China’s Supreme Court Ruling in Haifu v. Shiheng Changes the Landscape for Value Adjustment Mechanisms in Onshore Private Equity Transactions

The Supreme People’s Court of China (the “Supreme Court”) rendered its final judgment on November 7, 2012, in the Haifu Investment Co., Ltd. v. Gansu Shiheng Nonferrous Resources Recycle Company Limited (“Haifu v. Shiheng”). Despite the Supreme Court’s lack of appreciation of the role of private equity in China, the decision brings much-needed guidance to the structuring of value adjustment mechanisms (“VAMs”) commonly used in onshore private equity (“PE”) transactions in China.

BACKGROUND -

Since the adoption of the Provisions for Foreign Investors to Merge and Acquire Domestic Enterprises (????????????????) in August 2006, it has been increasingly difficult for foreign PE investors in China to make their investments through offshore holding companies.

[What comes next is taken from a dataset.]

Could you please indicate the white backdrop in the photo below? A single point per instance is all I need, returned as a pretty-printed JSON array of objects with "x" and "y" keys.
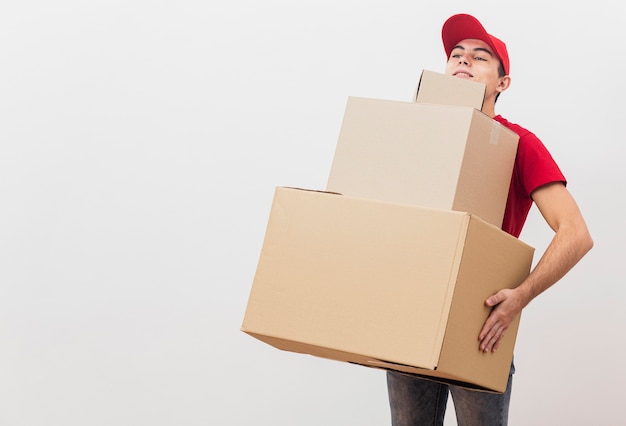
[{"x": 140, "y": 145}]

Accordingly, such foreign PE investors have increasingly invested directly in portfolio companies established onshore in the PRC.2 Due to the rigid corporate governance associated with PRC limited liability companies, PE investors have had to utilize creative techniques to replicate the downside protections that are customary in offshore PE transactions. One of the most fundamental of such protections are VAMs, which are designed to provide the PE investor with remedies in the event the actual valuation or financial performance of the Company diverges from the valuation and performance underlying the PE investor’s original valuation model. After years of speculation by industry as to the enforceability of VAMs in PRC companies, as well as inconsistent findings in the lower courts, the Supreme Court in Haifu v. Shiheng has delivered PE investors much-needed guidance on the types of VAM structures that may be enforceable in onshore PE investments. In doing so, the Supreme Court has also helped bring closure to the long-running court saga of Haifu v. Shiheng by overruling the decision of the court of appeals (which characterized a portion of such PE investments as loans for which the investor was entitled to the equivalent of the return of its principal and accrued time deposit interest) and partially overruling the decision of the court of first instance (which found VAMs categorically unenforceable against a portfolio company as well as its controlling shareholder).